Il sogno “borghese” di una famiglia qualunque. Ma l’uomo è costretto dal sistema violento del regime degli Ayatollah al ruolo di carnefice. Sotto, nelle strade, le proteste scoppiate nel 2022. Quelle che sono seguite alla morte di Mahsa Amini, la studentessa uccisa dalle guardie rivoluzionarie per aver indossato in modo scorretto il velo.
Le ragazze gridano: «Donne, vita e libertà». Il sistema poliziesco le massacra di botte, le arresta, le tortura, e sommariamente le condanna anche a morte. E il protagonista, il giudice, cambia, diventa sempre più sospettoso e violento verso la sua stessa famiglia. Si irrigidisce come si è irrigidito sempre di più, in Iran, il regime.
Il film è molto interessante per capire come le dinamiche uomo-donna, genitori-figli, amici ed estranei, si sviluppino in un contesto sociale sotto controllo poliziesco, ma in cui hanno ormai fatto breccia cellulari, video dal vivo, social che fanno vedere la verità della violenza. È un film coraggioso, che riconosce alle donne – le vere protagoniste – la forza di opporsi.
L’ultima condanna
Quando, nel maggio scorso, è stato annunciato che il film era stato selezionato in concorso al festival di Cannes, Mohammad Rasoulof è stato condannato dalla Repubblica islamica a 8 anni di prigione, alla fustigazione, a una multa e alla confisca dei beni.

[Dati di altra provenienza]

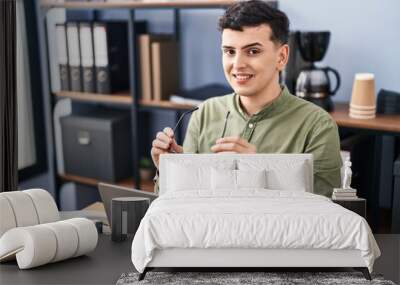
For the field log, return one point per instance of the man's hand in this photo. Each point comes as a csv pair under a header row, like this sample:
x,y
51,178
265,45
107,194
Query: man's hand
x,y
164,143
233,144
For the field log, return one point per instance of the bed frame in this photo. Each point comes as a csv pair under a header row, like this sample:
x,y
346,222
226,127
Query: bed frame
x,y
242,259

Era già stato arrestato altre volte. Nel 2010, accusato di aver girato un film senza permesso. Nel 2017 gli hanno confiscato il passaporto. Nel 2019 è stato condannato a un anno di prigione. Nel 2020 di nuovo a un anno di prigione, per i suoi film. E di nuovo nel 2022. Poi l’ultima condanna, nel 2024.
Ha passato il confine a piedi, di nascosto, di notte. Ha compiuto un estenuante, complicato e angosciante viaggio, vagando a piedi lungo il confine iraniano, per poi raggiungere la Turchia, senza documenti. Quando il suo film è stato proiettato al festival di Cannes, è riuscito ad arrivare in tempo per presentarsi sul red carpet, stringendo fra le mani le fotografie dei due interpreti protagonisti, Missagh Zareh e Soheila Golestani, che non hanno potuto lasciare l’Iran.
Ha raccontato che il film è stato girato interamente in segreto: «È stato tutto molto difficile, ma dopo il movimento “Donne, vita, libertà” molti professionisti del cinema avevano deciso di non lavorare in progetti complici con il regime. Molte attrici, per esempio, hanno deciso di non recitare più in film nei quali devono obbligatoriamente indossare il velo. Fra questi “ribelli”, abbiamo scelto il nostro cast».